Магия и кровь - Самбери Лизель. Страница 26
Просто Вайя не могла бы справиться с заданием. Она не спасла бы Иден и не уберегла бы семейное волшебство.
Но Вайя Томас, окруженная родными, — в нее я верю. У нее есть все возможности добиться желанного идеального результата. И спасти жизнь сестре, и дать ей шанс стать колдуньей. Сделать так, чтобы и в жилах грядущих поколений текла кровь, полная волшебной силы. Сделать так, чтобы они до самой смерти могли общаться с предками.

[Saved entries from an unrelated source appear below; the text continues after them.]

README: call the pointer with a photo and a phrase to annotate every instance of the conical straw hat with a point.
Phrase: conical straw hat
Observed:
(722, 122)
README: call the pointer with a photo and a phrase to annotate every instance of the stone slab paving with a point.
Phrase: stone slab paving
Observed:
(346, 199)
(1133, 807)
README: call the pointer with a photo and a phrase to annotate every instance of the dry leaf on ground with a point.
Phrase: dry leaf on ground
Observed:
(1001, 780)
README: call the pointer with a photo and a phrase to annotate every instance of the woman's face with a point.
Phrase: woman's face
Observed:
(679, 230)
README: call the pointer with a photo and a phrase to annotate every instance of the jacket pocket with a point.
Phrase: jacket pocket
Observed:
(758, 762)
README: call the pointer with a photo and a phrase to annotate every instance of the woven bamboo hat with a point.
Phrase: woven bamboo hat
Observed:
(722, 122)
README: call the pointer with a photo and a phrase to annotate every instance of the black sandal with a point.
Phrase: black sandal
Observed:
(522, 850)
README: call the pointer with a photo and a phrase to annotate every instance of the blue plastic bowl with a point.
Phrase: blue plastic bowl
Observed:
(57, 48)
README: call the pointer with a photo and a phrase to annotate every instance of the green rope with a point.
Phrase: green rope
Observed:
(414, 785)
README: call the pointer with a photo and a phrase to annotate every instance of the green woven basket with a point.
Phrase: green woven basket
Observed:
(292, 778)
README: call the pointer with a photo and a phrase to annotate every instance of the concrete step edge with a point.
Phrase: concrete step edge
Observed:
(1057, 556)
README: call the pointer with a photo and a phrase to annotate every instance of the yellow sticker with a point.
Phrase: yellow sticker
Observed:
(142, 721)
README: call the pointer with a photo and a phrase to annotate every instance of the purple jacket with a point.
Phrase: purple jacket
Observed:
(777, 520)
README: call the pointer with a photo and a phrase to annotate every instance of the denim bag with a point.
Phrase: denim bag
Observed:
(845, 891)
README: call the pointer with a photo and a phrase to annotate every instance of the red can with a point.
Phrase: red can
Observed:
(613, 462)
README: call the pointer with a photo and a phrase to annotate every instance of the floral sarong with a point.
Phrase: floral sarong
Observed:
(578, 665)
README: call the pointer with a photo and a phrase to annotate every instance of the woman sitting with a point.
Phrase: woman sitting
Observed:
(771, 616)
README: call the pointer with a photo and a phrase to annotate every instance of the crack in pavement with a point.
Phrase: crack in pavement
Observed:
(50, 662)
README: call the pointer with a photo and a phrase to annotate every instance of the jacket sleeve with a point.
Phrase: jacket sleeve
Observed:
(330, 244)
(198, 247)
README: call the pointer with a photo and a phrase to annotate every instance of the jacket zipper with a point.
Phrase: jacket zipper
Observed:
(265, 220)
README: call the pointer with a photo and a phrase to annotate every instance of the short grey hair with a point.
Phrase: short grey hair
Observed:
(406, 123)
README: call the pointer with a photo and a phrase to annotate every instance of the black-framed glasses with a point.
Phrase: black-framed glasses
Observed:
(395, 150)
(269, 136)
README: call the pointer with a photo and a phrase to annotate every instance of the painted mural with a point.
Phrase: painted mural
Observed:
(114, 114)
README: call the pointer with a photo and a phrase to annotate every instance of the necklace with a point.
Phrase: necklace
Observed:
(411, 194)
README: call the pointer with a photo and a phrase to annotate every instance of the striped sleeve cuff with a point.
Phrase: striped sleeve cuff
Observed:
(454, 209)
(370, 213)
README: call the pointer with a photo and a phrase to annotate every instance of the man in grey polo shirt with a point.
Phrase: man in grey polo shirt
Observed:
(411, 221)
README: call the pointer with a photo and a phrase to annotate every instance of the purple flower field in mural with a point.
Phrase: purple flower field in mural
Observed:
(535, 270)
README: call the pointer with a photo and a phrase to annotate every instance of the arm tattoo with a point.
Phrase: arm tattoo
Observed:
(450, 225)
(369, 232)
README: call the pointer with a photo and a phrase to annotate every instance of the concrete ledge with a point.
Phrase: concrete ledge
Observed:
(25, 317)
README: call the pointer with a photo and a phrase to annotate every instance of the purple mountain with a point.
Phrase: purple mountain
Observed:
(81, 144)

А может быть, даже стали колдунами, о которых мечтает Кейс, — теми, кто изменит мир к лучшему.
Страдай, но живи.
Я попросила Маму дать мне вторую попытку, и она пошла мне навстречу. Нет, я не упущу такой возможности.
Я слезаю с постели и роюсь в тумбочке, нахожу там ножнички, которыми обрезаю себе кутикулу, когда мы с Кейшей устраиваем вечера маникюра-педикюра.

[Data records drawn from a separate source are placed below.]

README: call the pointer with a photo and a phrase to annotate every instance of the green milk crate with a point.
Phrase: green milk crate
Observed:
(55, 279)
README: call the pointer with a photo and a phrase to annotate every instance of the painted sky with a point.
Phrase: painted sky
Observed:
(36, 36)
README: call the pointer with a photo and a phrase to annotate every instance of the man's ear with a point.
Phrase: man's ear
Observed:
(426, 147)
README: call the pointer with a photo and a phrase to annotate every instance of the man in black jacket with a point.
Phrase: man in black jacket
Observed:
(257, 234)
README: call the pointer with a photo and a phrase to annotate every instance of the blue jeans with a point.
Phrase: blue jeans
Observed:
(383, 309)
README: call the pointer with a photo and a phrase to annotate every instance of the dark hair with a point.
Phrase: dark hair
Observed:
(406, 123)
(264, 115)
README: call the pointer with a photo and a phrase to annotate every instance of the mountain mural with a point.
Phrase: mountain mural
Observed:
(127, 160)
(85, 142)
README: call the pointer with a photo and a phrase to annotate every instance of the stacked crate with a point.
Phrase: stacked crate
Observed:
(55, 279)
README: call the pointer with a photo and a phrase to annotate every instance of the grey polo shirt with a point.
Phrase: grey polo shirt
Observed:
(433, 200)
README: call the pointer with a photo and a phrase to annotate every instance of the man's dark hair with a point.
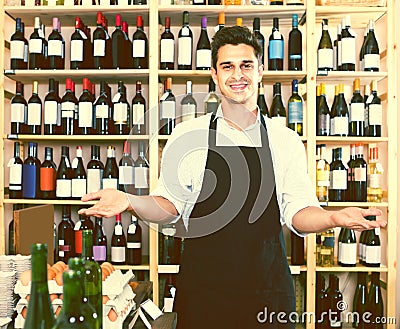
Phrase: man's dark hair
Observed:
(234, 35)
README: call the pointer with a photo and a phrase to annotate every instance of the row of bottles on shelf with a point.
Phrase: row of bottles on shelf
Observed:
(31, 179)
(362, 117)
(341, 55)
(355, 181)
(368, 251)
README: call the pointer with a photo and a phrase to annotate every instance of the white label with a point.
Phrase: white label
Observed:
(141, 177)
(126, 175)
(338, 179)
(35, 46)
(77, 50)
(167, 110)
(348, 51)
(185, 51)
(55, 48)
(17, 49)
(99, 47)
(375, 114)
(17, 112)
(138, 114)
(138, 48)
(357, 112)
(34, 114)
(63, 188)
(85, 114)
(78, 187)
(50, 112)
(120, 112)
(203, 58)
(167, 50)
(325, 58)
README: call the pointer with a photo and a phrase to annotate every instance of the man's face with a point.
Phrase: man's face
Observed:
(238, 74)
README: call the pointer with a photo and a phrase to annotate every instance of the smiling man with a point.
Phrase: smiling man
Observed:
(232, 179)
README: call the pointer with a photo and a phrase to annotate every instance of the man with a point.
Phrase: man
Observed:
(234, 178)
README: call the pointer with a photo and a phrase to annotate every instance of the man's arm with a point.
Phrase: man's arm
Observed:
(314, 219)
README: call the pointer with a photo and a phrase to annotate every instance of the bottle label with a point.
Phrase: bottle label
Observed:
(63, 188)
(35, 46)
(375, 114)
(141, 177)
(17, 49)
(85, 114)
(167, 110)
(203, 58)
(47, 179)
(34, 114)
(17, 112)
(325, 58)
(138, 114)
(372, 61)
(120, 112)
(50, 112)
(275, 49)
(167, 50)
(55, 48)
(338, 180)
(78, 187)
(295, 112)
(99, 48)
(138, 48)
(126, 175)
(184, 50)
(76, 50)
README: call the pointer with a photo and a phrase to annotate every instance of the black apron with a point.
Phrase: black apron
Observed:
(238, 275)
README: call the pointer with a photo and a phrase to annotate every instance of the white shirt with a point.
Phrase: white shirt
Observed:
(185, 154)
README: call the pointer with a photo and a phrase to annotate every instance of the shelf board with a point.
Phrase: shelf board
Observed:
(68, 13)
(110, 75)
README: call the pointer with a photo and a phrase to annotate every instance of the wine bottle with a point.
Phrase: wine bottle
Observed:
(99, 241)
(15, 177)
(66, 236)
(167, 109)
(17, 48)
(79, 177)
(94, 171)
(19, 109)
(126, 170)
(357, 111)
(121, 111)
(295, 110)
(134, 243)
(259, 36)
(261, 103)
(278, 111)
(31, 174)
(185, 44)
(323, 173)
(118, 243)
(140, 48)
(348, 38)
(40, 313)
(48, 170)
(138, 111)
(338, 177)
(52, 108)
(275, 48)
(212, 101)
(371, 52)
(188, 103)
(295, 56)
(167, 48)
(325, 49)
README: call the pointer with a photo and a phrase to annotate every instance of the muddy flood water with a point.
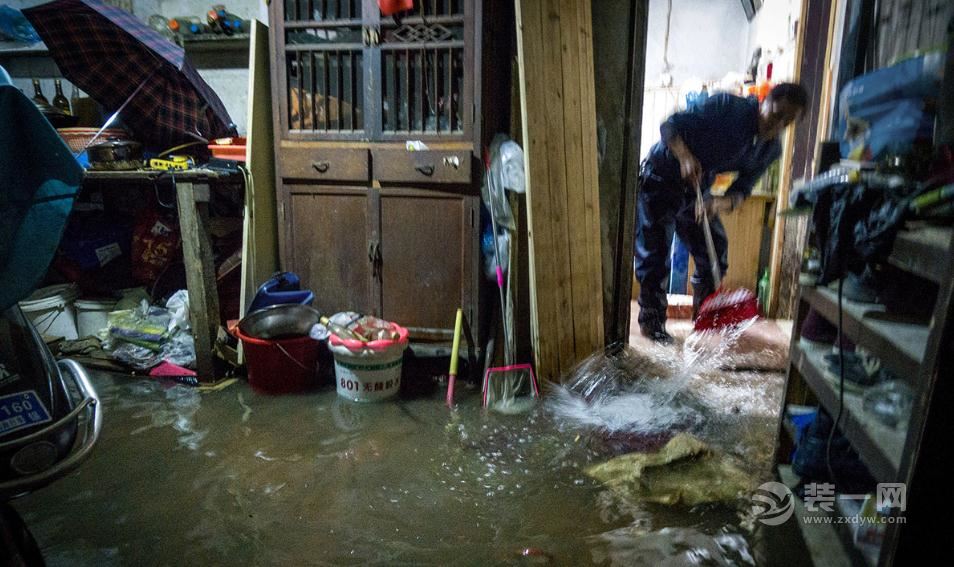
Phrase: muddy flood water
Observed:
(236, 478)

Сдерживаю вскрик, когда втыкаю острый кончик в подушечку большого пальца, нажимаю на кожу, чтобы выдавить каплю крови.
Никто и ничто не заставляет меня это делать. Нет никакой сверхъестественной силы, которая вынуждает меня взяться за задание.
Просто это должна быть я. Это мне принимать решение.
Я встаю посередине комнаты, и моя кровь капает на деревянный пол.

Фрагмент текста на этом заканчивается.